Dr. Schwartz: Fernando, that was great.

Let me just make a suggestion, then we will open it for group discussion and focus on the general topic.

DISCUSSION

Dr. Schwartz: Your talk, Fernando, brought up a really important point, which is that environment can be used to narrow the pathophysiologic phenotype in such a way that you can understand the genetics of and also potentially the biology that underlies a very complex disorder like asthma and consequently a complex disorder like autism.

But I wanted to ask the group in general about natural experiments and whether we can expand our concept of natural experiments to autism. What are the natural populations or the cohorts that might be available and amenable to further study? Can we follow as it relates to an autism endpoint or subclinical early condition that is along the pathogenic line or clinical line or development of autism?

Phil Landrigan, you brought up and, Ezra Susser, you brought up the issue of the natural experiments. Are there populations? Clearly, the National Children’s Study is going to be an outstanding study that will allow us to follow kids over time through development, but it is also going to take a long time. Are there populations that have been exposed that we should be looking at more carefully for autism influence?

Dr. Landrigan: David, a couple of responses to that. First of all, I think the National Children’s Study is very powerful, but it is probably not going to answer every question. When I think of natural experiments, maybe because I spent many years at CDC, I think of clusters. I think of Brick Township in New Jersey, for example; I think of the group of children now three or four decades, who were exposed in utero to thalidomide and I think there is need for highly focused studies, which look at children who suffered unique exposures. I also think it is terribly important when those kinds of studies are done that we do as Ezra Susser suggested in regard to big cohort studies.
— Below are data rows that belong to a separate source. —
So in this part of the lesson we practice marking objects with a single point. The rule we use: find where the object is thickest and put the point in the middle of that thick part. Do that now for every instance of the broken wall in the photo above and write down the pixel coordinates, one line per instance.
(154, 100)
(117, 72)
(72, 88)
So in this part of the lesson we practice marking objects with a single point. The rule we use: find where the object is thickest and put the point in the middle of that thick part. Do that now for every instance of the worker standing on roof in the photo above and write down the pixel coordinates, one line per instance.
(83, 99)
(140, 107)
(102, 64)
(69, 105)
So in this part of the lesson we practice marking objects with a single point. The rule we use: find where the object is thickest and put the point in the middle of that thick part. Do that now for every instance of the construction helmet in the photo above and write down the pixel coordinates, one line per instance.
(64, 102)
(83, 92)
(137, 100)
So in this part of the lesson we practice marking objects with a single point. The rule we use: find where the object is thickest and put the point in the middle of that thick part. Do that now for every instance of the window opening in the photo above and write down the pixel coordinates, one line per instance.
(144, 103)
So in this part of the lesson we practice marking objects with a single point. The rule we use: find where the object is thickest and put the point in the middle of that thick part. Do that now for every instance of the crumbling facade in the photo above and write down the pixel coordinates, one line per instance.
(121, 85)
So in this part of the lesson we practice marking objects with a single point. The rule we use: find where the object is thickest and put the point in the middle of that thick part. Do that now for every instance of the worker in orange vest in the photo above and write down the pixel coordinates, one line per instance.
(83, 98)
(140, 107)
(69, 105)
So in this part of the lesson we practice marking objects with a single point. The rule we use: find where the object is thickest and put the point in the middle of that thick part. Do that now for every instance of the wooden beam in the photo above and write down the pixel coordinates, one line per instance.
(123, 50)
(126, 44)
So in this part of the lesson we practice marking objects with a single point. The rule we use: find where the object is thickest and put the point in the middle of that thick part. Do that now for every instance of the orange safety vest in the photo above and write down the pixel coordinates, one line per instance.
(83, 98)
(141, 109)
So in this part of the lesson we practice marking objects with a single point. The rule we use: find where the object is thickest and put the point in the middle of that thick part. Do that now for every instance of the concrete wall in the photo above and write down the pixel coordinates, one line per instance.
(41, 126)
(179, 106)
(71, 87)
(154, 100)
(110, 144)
That is, that we take samples and we archive them because there is always the very high possibility that new diagnostic techniques or new genetic probes will be developed in future years that will enable the scientists that follow us to examine those specimens and ask questions that are not possible to ask today.
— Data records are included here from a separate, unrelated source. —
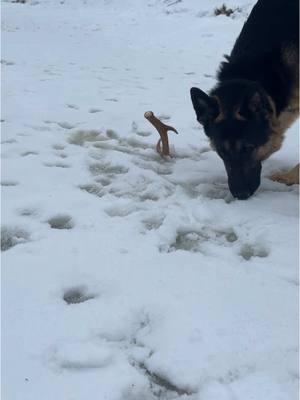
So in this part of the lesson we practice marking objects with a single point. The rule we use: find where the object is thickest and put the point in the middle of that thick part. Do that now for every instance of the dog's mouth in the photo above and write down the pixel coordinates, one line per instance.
(242, 180)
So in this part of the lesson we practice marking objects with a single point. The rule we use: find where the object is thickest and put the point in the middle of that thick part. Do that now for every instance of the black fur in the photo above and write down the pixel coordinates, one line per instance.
(256, 55)
(255, 86)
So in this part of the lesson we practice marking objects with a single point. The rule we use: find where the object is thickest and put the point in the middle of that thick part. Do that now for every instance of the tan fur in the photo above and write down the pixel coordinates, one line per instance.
(286, 118)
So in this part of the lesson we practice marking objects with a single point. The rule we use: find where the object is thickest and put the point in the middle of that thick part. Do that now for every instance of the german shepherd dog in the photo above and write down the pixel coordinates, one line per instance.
(256, 98)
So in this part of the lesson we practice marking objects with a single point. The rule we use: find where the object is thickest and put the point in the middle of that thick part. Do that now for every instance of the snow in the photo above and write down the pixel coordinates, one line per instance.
(126, 276)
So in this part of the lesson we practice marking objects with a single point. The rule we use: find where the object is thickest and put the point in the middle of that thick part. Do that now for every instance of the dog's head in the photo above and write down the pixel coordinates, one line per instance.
(237, 118)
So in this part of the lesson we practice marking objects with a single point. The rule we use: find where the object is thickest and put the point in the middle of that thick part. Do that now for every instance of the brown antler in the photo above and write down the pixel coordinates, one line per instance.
(163, 132)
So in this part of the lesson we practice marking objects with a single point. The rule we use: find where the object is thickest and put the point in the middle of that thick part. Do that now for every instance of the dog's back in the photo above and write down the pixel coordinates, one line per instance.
(267, 51)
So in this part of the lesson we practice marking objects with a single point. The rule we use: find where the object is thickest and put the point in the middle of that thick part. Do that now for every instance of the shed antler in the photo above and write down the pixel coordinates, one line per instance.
(162, 146)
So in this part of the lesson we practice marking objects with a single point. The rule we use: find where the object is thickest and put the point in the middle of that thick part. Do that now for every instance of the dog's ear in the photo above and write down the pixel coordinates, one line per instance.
(206, 107)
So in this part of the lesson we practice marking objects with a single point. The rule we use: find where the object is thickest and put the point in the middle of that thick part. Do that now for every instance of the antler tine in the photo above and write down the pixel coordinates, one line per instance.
(163, 132)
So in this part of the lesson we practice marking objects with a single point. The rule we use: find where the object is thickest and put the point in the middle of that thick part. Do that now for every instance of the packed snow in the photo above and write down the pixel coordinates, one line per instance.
(126, 276)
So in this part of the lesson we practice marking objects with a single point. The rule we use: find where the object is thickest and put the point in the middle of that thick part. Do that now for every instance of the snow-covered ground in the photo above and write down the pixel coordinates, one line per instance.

I think with regard to the Children’s Study, I would say that it won’t be that long. It will certainly be in our lifetime that we have data on the relationship between the environment and autism now that federal funding has been made available by the Congress and in such a way that it doesn’t destroy the budget of NICHD. We are going to be moving forward. The first recruitment will take place beginning in about 12 months. That means that we will have a large number of 3-year-old children in the study in about 5 or 6 years, something like that, 7 years at the most.

So, I would argue we will begin to make data on gene–environment determinants of autism in that particular population available by 2010 or 2011, 2012, somewhere in that range, not tomorrow, but not 25 years either.